Remembering A Former Opponent

The night of Feb. 6, 1990, was a big night in Mercer County college basketball.

TigerBlog, still a sportswriter, was covering Trenton State at Glassboro State, which today is actually The College of New Jersey at Rowan. It was a huge New Jersey Athletic Conference game that year.

About 25 miles away, in Philadelphia, it was Princeton at Penn. It was, of course, a huge Ivy League game.

Princeton had won the Ivy League title in 1989 and gone on to lose 50-49 to No. 1 Georgetown in the opening round of the NCAA tournament. As a Princeton fan, you've probably heard of that game.

The 1989-90 season began with Princeton as something of a national curiosity after the Georgetown game. They were a big story every night. Everywhere Princeton went, everyone wanted to see the team that had almost beaten Georgetown.

It was exciting to be around them. And TB was around them for pretty much every game, minus the trip to San Francisco in December. He did go with the Tigers to Michigan State, for the first events ever held in the then-new Breslin Center.

That night in February, though, he was not with Princeton. He was instead with Trenton State, the other team he regularly covered. He's pretty sure Harvey Yavener went with Princeton to the Palestra.

Of course, he was much more interested in the Princeton-Penn game than the TSC-GSC (TCNJ-Rowan) game. Plus, as he remembers it, the game he was at was the second of a doubleheader, so he covered the women's game beginning at 6 and then the men at 8. Meanwhile, Princeton-Penn was at 7 or 7:30.

Whatever the actual game times were, TB is positive that the Princeton-Penn game came down to the wire while there was still plenty of time in the game he was actually covering. And so he tried to do something that in 1990 was not nearly as easy as it is today: He tried to follow the Princeton-Penn game.

Now if this happened in 2021, TB would have endless ways to do so.
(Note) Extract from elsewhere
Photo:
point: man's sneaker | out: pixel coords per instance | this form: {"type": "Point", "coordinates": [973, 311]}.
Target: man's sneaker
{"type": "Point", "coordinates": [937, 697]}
He would sit courtside at the game he was at and watch the other game online. At the very least, he'd follow the livestats.

In 1990, he had to find the one place in the athletic building at Glassboro State that had a radio and offered good enough reception to be able to pick it up. And so he was able to get set up in a random office there to listen to the end of the game. 
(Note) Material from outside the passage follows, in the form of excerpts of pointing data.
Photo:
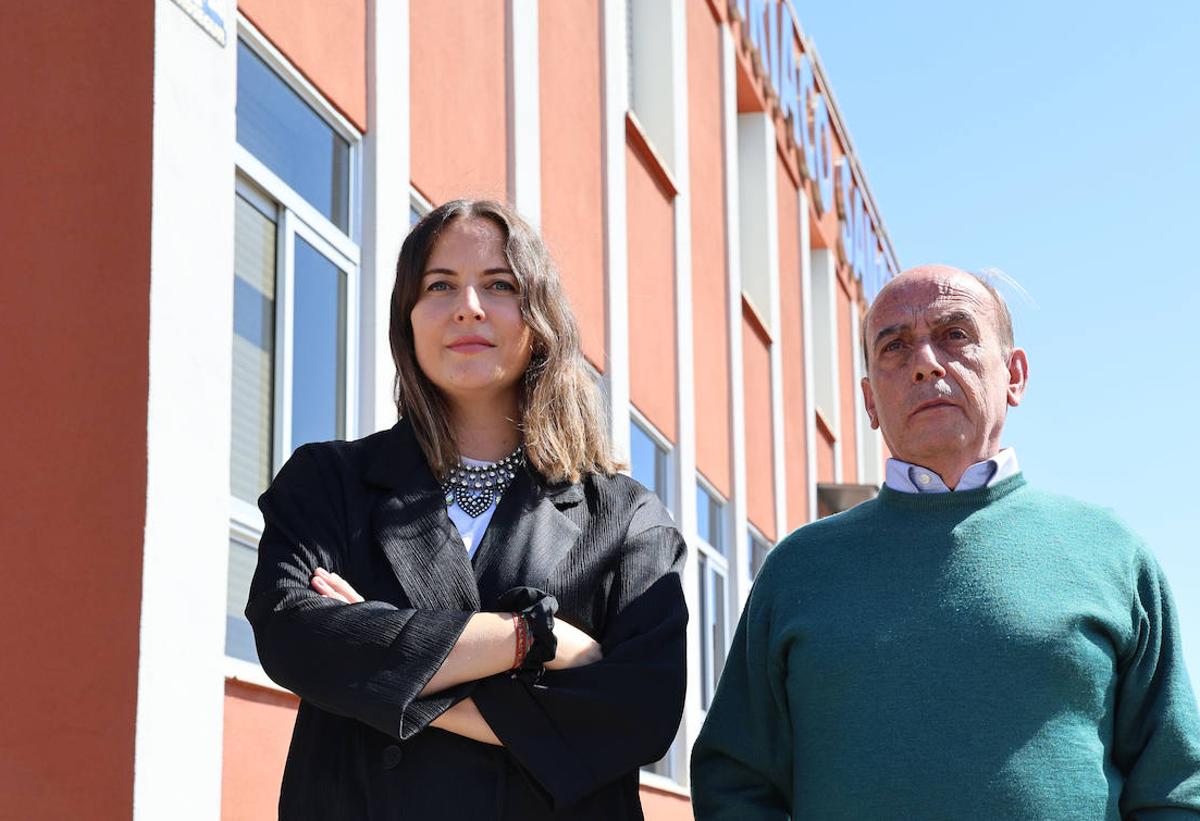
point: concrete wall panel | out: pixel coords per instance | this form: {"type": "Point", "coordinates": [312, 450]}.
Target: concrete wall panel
{"type": "Point", "coordinates": [571, 150]}
{"type": "Point", "coordinates": [459, 99]}
{"type": "Point", "coordinates": [708, 252]}
{"type": "Point", "coordinates": [760, 431]}
{"type": "Point", "coordinates": [327, 41]}
{"type": "Point", "coordinates": [652, 318]}
{"type": "Point", "coordinates": [76, 216]}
It was quite an ending. Princeton led 50-49 (that score again) with one second to go when Paul Chambers went to the line for a one-and-one. He missed it, but the ball sort of hung on the rim just long enough to throw the Princeton players who were closest to it off balance.
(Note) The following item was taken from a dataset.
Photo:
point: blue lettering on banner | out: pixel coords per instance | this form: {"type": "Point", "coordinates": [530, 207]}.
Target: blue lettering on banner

It also gave a player from Penn the chance for a tip-in. That player was Hassan Duncombe. His tip gave the Quakers a 51-50 win.

TB was annoyed by this, but he went back to covering the other game. As it turned out, it was just a hiccup for the Princeton dynasty then, as the Tigers won the 1990 Ivy title – and added the 1991 and 1992 titles as well. 

That night was the last time for more than 20 years that TB would miss a Princeton-Penn men's basketball game. 

As for Hassan Duncombe, he finished his career with 1,009 points. He's one of three Quakers ever to go for 40 points in a single game, and he was a first-team All-Ivy pick in 1990.

Hassan Duncombe passed away last week at the age of just 52. He left behind a wife and four children.

TB was shocked and saddened when he saw the news on Twitter. He never met Hassan Duncombe, but he remembered him as a very, very tough opponent and the one who played the pivotal role on that night nearly 32 years ago. A story about him in the Daily Pennsylvanian last week included this: Dunbcombe had one of the more iconic moments in Penn basketball history.

TB sends along his condolences to Hassan Duncombe's family and friends, and to the Penn basketball community.